Revertir esa narrativa de lo aromático, de las emociones y sensaciones, es uno de los grandes retos de una oposición política que todavía anda pensado en patrias sí, comunismos no y en pueblos unidos, jamás vencidos. Lo mismo ocurre con la academia y la mayoría de medios de comunicación. Seamos francos: términos como “democracia” y “Estado de derecho”, que seguro hacen más falta que doce piezas de pollo en el avión, siguen, por desgracia, sabiéndole a la mayoría de ciudadanos a almuerzo de hospital, a lechuga sin aderezo, a apio con güisquil. No huelen ni saben a nada. Y ni la oposición sabe cómo cocinarlos, ni las universidades ni los medios, más preocupados por preparar platos gourmet en un elitista mundo intelectual, tampoco hemos sabido empanizar a tiempo para que los entendamos y nos los comamos con papas fritas.
Del otro lado, en cambio, nos llevan años ahumando con temas menos abstractos. O si lo quieren ver como metáfora: llevan años apostando por ese denso, potente, asqueroso y rico olor del pollo frito que no va a trasparentar los gastos públicos ni va a fortalecer la democracia, para desilusión de a quienes sí nos interesa; pero sí nos va a recordar aquella vez cuando, de niños, ese aroma nos dio un golpetazo en la nariz por primera vez y ya nunca más se fue. Y en ese restaurante de las emociones, el oficialismo es el chef estrella. Y en esa mesa, por desgracia, todavía se sientan muchos a comer sin preguntar.
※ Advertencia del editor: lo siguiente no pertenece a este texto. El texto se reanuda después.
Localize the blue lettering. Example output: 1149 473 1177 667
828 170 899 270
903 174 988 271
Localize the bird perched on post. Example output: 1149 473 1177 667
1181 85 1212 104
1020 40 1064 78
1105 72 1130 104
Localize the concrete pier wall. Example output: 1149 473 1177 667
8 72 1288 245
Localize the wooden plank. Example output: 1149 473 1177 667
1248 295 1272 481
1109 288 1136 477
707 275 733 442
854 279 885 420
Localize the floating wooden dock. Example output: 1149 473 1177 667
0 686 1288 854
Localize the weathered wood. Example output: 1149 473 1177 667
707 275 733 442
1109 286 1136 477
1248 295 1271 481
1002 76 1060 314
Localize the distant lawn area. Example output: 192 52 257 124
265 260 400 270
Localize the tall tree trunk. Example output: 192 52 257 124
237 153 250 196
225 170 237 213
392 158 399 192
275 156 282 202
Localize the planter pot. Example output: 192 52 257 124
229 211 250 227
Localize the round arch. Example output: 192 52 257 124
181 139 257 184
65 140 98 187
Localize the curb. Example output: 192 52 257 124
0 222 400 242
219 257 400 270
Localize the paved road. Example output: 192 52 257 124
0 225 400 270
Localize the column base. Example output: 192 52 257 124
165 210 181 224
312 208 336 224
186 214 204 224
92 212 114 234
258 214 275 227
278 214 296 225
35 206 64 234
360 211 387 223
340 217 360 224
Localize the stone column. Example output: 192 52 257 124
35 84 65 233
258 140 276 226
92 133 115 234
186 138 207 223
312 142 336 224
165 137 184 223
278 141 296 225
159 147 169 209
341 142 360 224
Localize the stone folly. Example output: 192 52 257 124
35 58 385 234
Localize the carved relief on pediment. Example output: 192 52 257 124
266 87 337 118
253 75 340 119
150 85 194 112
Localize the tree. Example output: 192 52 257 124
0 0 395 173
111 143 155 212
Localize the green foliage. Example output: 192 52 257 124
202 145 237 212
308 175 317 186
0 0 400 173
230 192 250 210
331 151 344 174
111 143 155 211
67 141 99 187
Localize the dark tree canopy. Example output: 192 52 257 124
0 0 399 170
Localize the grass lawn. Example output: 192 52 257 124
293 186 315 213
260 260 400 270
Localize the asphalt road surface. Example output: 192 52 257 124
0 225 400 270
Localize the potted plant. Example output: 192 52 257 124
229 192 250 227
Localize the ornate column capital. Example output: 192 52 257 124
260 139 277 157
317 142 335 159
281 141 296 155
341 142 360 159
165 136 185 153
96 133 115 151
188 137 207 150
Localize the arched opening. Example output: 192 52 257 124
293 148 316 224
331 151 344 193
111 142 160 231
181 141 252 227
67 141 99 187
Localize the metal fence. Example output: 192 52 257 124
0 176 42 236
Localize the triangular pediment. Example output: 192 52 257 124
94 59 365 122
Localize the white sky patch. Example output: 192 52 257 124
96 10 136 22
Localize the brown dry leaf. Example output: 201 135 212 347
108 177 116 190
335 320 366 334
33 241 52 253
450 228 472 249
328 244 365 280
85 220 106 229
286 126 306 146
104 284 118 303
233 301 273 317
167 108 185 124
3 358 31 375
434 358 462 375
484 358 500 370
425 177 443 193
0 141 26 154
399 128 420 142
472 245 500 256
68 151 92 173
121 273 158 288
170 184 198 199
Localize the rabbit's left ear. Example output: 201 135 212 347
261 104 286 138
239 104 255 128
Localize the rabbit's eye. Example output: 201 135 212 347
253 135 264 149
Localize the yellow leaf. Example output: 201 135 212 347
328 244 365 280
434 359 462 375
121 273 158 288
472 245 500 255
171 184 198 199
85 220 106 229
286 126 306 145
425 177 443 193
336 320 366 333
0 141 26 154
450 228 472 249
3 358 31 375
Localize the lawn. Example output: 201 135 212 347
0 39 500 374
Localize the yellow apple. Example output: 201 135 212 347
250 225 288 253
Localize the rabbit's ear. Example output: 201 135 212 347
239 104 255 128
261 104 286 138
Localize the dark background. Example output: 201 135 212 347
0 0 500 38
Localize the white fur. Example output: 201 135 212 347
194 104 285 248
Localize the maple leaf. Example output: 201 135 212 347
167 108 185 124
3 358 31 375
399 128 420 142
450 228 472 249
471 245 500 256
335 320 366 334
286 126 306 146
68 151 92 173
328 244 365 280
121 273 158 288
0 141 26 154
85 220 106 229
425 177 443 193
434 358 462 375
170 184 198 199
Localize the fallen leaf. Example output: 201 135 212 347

*Willian Carballo (@WillianConN) es investigador, catedrático, periodista y ensayista salvadoreño. Doctorando en Sociedad de la Información y el Conocimiento y máster en Comunicación. Actualmente es coordinador de Investigación de la Escuela Mónica Herrera y docente de la Maestría en Gestión Estratégica de la Comunicación de la UCA.